My own view is that the very sources Judge Posner dismisses—text, precedent, tradition, and reason—are absolutely essential to principled constitutional decision-making. Posner suggests that because none of these elements necessarily provides a determinate answer to difficult questions, we may as well abandon them for his seat-of-the-pants, cost-benefit approach. It is true that text, precedent, tradition, and reason do not determine results in some mechanistic way. That is why we ask judges, not machines, to decide constitutional cases. But these sources are nonetheless critically important constraints on and guides to constitutional decision-making. They are what identify those principles that have been deemed fundamental—and therefore constitutional—over our collective history. That there are differences over principle in no way excludes the need for reasoned argument about them.

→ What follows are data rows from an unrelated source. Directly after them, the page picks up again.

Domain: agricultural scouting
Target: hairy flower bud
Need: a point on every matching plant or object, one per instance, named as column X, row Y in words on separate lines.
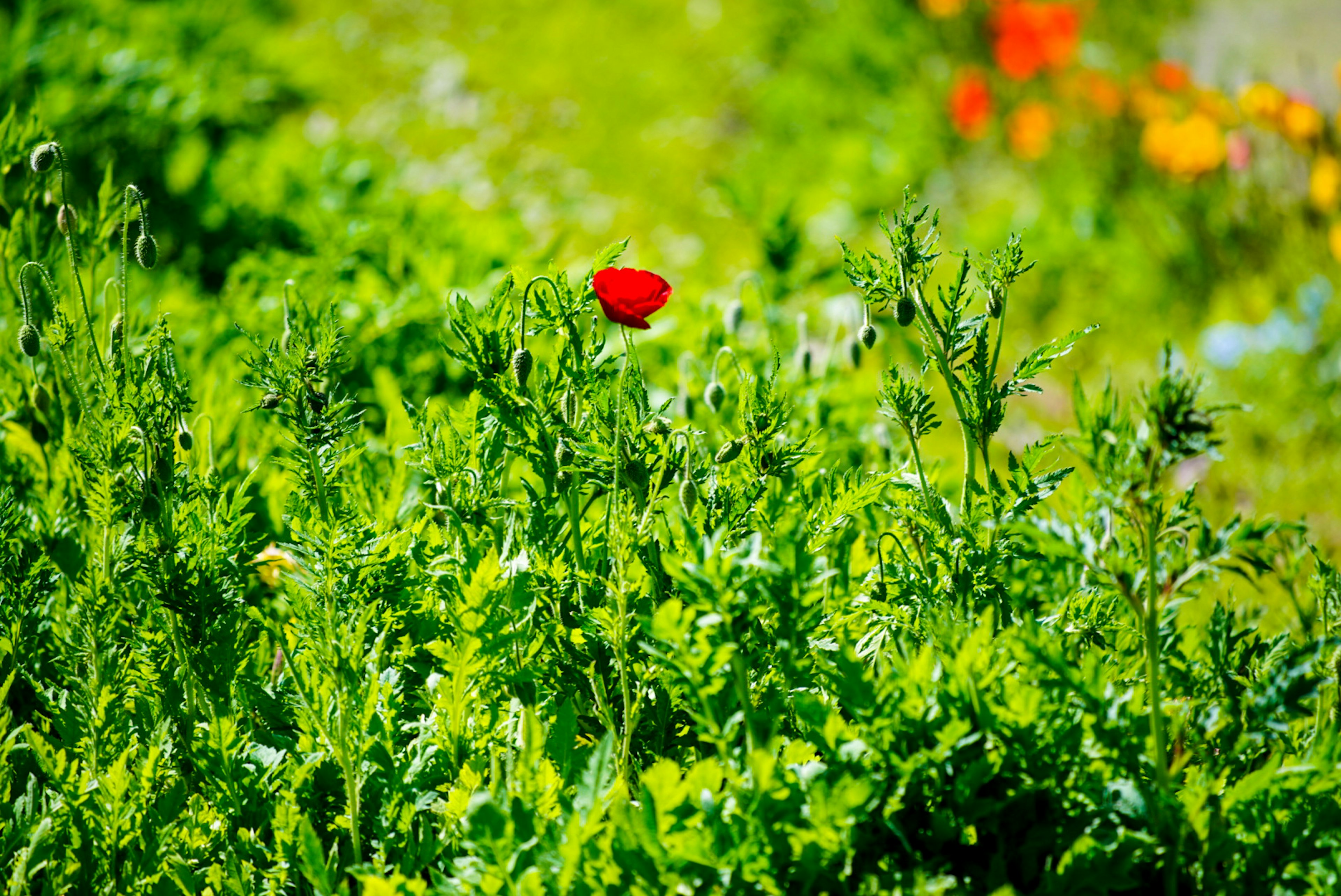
column 714, row 396
column 29, row 340
column 522, row 367
column 43, row 157
column 688, row 495
column 906, row 312
column 564, row 454
column 733, row 317
column 147, row 251
column 66, row 219
column 41, row 397
column 570, row 407
column 729, row 453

There is a reason the framers of the Constitution did not simply say “the government may engage in any practice whose benefits outweigh its costs,” as Judge Posner would have it, but instead struggled to articulate a limited number of fundamental principles and enshrine them above the everyday pragmatic judgments of politicians. They foresaw what modern history has shown to be all too true—that while democracy is an important antidote to tyranny, it can also facilitate a particular kind of tyranny—the tyranny of the majority. Constitutional principles protect those who are likely to be the targets of such tyranny, such as terror suspects, religious and racial minorities, criminal defendants, enemy combatants, foreign nationals, and, especially in this day and age, Arabs and Muslims. Relegating such individuals to the mercy of the legislature—whether it be Republican or Democratic—denies that threat. The Constitution is about more than efficiency, and more than democracy; it is a collective commitment to the equal worth and dignity of all human beings. To call that mere “rhetoric” is to miss the very point of constitutional law.